The album contains three singles: "Power", "The Time of the Oath", and "Forever And One (Neverland)". The latter has a different track listing for the German release, which is titled "Forever And One Live". "Power" reached number 40 on the Japanese singles chart.

==Track listing==

- M - 3,4 also appears on "The Time of the Oath" single.
- M - 5,6 also appears on the "Power" single.
- M - 7,8 also appears on the "Forever and One" single.

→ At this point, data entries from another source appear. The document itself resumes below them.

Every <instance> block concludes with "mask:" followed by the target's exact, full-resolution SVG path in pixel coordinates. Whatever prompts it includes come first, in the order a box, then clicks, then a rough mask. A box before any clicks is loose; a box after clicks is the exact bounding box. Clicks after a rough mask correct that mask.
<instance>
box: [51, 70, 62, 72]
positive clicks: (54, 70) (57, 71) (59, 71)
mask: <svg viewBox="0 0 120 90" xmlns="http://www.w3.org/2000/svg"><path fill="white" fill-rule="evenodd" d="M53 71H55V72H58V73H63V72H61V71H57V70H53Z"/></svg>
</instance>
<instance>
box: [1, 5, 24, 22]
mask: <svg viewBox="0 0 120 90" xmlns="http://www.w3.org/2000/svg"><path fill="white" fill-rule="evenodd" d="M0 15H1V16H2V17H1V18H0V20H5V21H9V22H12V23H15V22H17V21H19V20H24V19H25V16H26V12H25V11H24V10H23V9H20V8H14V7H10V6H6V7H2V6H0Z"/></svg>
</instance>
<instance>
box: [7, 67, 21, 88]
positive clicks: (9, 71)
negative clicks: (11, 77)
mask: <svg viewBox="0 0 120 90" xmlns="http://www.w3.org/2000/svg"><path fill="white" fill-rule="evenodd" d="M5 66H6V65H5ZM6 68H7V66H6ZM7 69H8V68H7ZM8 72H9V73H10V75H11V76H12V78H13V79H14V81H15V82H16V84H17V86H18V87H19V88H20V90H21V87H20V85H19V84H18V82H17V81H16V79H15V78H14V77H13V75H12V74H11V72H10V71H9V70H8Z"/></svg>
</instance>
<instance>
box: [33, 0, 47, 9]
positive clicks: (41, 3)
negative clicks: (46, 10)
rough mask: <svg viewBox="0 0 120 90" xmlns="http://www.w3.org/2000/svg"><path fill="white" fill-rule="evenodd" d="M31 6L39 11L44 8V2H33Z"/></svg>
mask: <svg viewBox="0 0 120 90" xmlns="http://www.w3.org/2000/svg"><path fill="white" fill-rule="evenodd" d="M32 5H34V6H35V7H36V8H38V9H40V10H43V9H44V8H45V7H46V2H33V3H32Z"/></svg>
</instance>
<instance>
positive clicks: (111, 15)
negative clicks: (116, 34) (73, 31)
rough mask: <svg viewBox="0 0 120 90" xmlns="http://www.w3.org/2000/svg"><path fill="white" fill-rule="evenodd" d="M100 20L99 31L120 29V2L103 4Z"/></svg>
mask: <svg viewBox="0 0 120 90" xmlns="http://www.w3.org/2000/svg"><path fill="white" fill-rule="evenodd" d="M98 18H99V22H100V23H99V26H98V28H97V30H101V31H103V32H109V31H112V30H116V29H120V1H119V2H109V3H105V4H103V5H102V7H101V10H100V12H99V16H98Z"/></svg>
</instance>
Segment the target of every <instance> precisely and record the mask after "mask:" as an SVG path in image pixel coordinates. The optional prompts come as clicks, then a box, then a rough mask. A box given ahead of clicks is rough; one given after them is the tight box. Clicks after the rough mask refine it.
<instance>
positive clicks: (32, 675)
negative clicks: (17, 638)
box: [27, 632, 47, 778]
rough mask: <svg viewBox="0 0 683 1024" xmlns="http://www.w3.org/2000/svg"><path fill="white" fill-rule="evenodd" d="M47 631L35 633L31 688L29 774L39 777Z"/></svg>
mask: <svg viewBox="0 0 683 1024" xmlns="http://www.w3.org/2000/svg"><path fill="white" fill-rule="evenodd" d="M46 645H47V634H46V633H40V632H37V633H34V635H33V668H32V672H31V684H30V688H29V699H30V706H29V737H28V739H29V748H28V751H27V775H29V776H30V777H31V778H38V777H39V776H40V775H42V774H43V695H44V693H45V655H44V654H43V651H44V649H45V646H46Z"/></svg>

The Time of the Oath tracklist
| No. | Title | Lyrics | Music | Length |
|---|---|---|---|---|
| 1. | "We Burn" | Andi Deris | Deris | 3:04 |
| 2. | "Steel Tormentor" | Deris | Michael Weikath | 5:40 |
| 3. | "Wake Up the Mountain" | Deris | Uli Kusch | 5:01 |
| 4. | "Power" | Weikath | Weikath | 3:28 |
| 5. | "Forever and One (Neverland)" | Deris | Deris | 3:54 |
| 6. | "Before the War" | Deris | Deris | 4:33 |
| 7. | "A Million to One" | Deris, Kusch | Kusch | 5:11 |
| 8. | "Anything My Mama Don't Like" | Deris | Deris, Kusch | 3:46 |
| 9. | "Kings Will Be Kings" | Weikath | Weikath | 5:09 |
| 10. | "Mission Motherland" | Weikath | Weikath, Helloween | 9:00 |
| 11. | "If I Knew" | Weikath | Weikath | 5:30 |
| 12. | "The Time of the Oath" | Deris | Roland Grapow | 6:58 |
| Total length: |  |  |  | 61:29 |

Japanese version bonus tracks
| No. | Title | Lyrics | Music | Length |
|---|---|---|---|---|
| 13. | "Still I Don't Know" | Deris | Markus Grosskopf | 4:13 |
| 14. | "Take It to the Limit" | Deris | Kusch | 4:04 |

Expanded edition
| No. | Title | Lyrics | Music | Length |
|---|---|---|---|---|
| 1. | "Still I Don't Know" | Deris | Grosskopf | 4:13 |
| 2. | "Take It to the Limit" | Deris | Kusch | 4:04 |
| 3. | "Electric Eye" (Judas Priest Cover) | Glenn Tipton, Rob Halford, K. K. Downing | Tipton, Halford, Downing | 4:06 |
| 4. | "Magnetic Fields" (Jean Michel Jarre cover) | Jarre | Jarre | 3:41 |
| 5. | "Rain" (Status Quo cover) | Rick Parfitt | Parfitt | 4:33 |
| 6. | "Walk Your Way" | Grosskopf | Grosskopf | 4:56 |
| 7. | "Light in the Sky" | Deris | Deris | 2:35 |
| 8. | "Time Goes By" | Deris | Deris | 2:24 |

== Personnel ==
- Andi Deris - vocals
- Michael Weikath - guitar
- Roland Grapow - guitar
- Markus Grosskopf - bass
- Uli Kusch - drums

==Charts==

| Chart (1996) | Peak position |
|---|---|
| Austrian Albums (Ö3 Austria) | 33 |
| Finnish Albums (Suomen virallinen lista) | 14 |
| German Albums (Offizielle Top 100) | 31 |
| Japanese Albums (Oricon) | 6 |
| Swedish Albums (Sverigetopplistan) | 26 |
| Swiss Albums (Schweizer Hitparade) | 30 |
| UK Rock & Metal Albums (Official Charts) | 28 |

==Certifications==

| Region | Certification | Certified units/sales |
| Japan (RIAJ) | Gold | 100,000^{^} |
^{^} Shipments figures based on certification alone.